FLASH: A Workflow Automation Agent for Diagnosing Recurring Incidents
- Xuchao Zhang ,
- Tanish Mittal ,
- Chetan Bansal ,
- Rujia Wang ,
- Minghua Ma ,
- Zhixin Ren ,
- Hao Huang ,
- Saravan Rajmohan
Recurring incidents, typically raised by system monitors, often occur repeatedly, demanding significant human effort for troubleshooting. Automating the diagnosis process for these recurring incidents is crucial for minimizing service downtime, reducing customer impact, and decreasing manual labor.
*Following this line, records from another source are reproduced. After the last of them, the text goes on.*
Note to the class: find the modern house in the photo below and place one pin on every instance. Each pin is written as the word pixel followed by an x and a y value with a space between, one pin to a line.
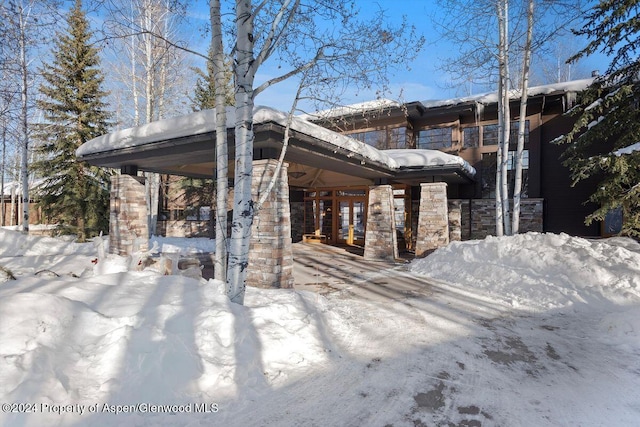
pixel 384 175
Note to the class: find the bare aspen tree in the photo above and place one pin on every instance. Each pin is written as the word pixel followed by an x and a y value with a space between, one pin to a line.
pixel 526 64
pixel 222 155
pixel 147 31
pixel 287 29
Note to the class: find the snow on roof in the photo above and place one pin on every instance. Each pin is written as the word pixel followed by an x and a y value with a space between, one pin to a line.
pixel 191 124
pixel 492 97
pixel 421 158
pixel 16 186
pixel 265 114
pixel 205 121
pixel 346 110
pixel 627 150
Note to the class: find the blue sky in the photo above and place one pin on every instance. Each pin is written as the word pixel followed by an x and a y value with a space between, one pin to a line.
pixel 420 80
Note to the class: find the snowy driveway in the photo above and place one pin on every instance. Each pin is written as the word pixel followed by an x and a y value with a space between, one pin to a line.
pixel 552 340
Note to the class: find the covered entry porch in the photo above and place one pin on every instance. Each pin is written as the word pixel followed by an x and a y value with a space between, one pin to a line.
pixel 347 189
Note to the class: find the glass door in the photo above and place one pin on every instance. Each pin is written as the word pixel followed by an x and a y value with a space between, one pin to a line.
pixel 351 221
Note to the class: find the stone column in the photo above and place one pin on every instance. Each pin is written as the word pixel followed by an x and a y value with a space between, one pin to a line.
pixel 128 226
pixel 455 220
pixel 433 220
pixel 270 254
pixel 381 241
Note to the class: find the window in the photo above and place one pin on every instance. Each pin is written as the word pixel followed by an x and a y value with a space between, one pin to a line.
pixel 471 137
pixel 434 139
pixel 488 170
pixel 397 138
pixel 490 134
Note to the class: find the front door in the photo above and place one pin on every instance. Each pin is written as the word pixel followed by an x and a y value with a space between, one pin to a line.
pixel 351 221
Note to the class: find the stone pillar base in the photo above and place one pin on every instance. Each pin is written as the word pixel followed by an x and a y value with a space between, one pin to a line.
pixel 381 240
pixel 270 254
pixel 128 226
pixel 433 220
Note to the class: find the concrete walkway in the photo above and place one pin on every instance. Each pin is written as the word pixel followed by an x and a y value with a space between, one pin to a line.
pixel 327 269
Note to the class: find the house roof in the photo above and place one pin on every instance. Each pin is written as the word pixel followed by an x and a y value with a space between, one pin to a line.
pixel 186 145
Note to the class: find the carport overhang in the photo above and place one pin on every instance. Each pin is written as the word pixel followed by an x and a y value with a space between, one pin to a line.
pixel 313 161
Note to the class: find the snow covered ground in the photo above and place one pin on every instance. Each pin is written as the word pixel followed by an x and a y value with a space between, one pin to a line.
pixel 531 330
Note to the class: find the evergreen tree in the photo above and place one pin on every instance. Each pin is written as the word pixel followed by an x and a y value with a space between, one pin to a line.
pixel 74 194
pixel 608 117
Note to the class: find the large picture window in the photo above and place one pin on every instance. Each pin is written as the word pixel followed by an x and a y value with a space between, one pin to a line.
pixel 434 139
pixel 490 133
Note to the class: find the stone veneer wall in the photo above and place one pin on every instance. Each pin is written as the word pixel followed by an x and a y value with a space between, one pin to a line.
pixel 433 220
pixel 381 240
pixel 478 217
pixel 271 255
pixel 128 227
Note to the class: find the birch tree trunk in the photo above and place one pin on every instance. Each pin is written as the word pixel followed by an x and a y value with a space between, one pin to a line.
pixel 506 129
pixel 242 201
pixel 222 155
pixel 4 164
pixel 501 114
pixel 517 190
pixel 24 163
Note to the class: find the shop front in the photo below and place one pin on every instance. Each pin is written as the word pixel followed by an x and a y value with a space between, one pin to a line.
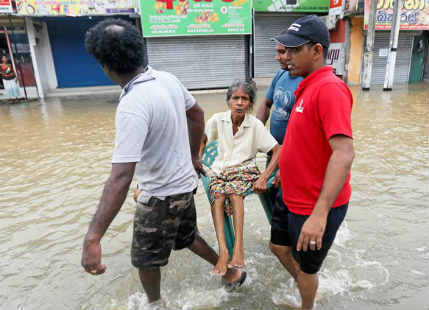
pixel 271 17
pixel 414 20
pixel 205 44
pixel 14 45
pixel 56 32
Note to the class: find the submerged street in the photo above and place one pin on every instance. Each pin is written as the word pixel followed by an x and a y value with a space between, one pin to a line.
pixel 55 157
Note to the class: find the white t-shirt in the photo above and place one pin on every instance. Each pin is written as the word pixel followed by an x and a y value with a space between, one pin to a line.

While recent agent approaches based on Large Language Models (LLMs) have demonstrated effectiveness in handling complex tasks requiring multiple logical steps, they still suffer from the reliability issue due to a lack of specific diagnostic knowledge. To enhance diagnostic reliability, we propose a workFLow Automation agent with Status supervision and Hindsight integration (FLASH), which significantly improves diagnostic accuracy by incorporating status supervision to break down the complex instructions into manageable pieces aligned with identified status. Moreover, we generate hindsight using LLMs from past failure experiences, progressively enhancing diagnostic reliability for subsequent incidents. We conduct extensive study over 250 production incidents from Microsoft in five different workflow automation scenarios. The results reveal that our FLASH agent approach outperforms state-of-the-art agent models by an average of 13.2% in terms of accuracy. These compelling results underscore the viability of automating the diagnostic process for recurring incidents.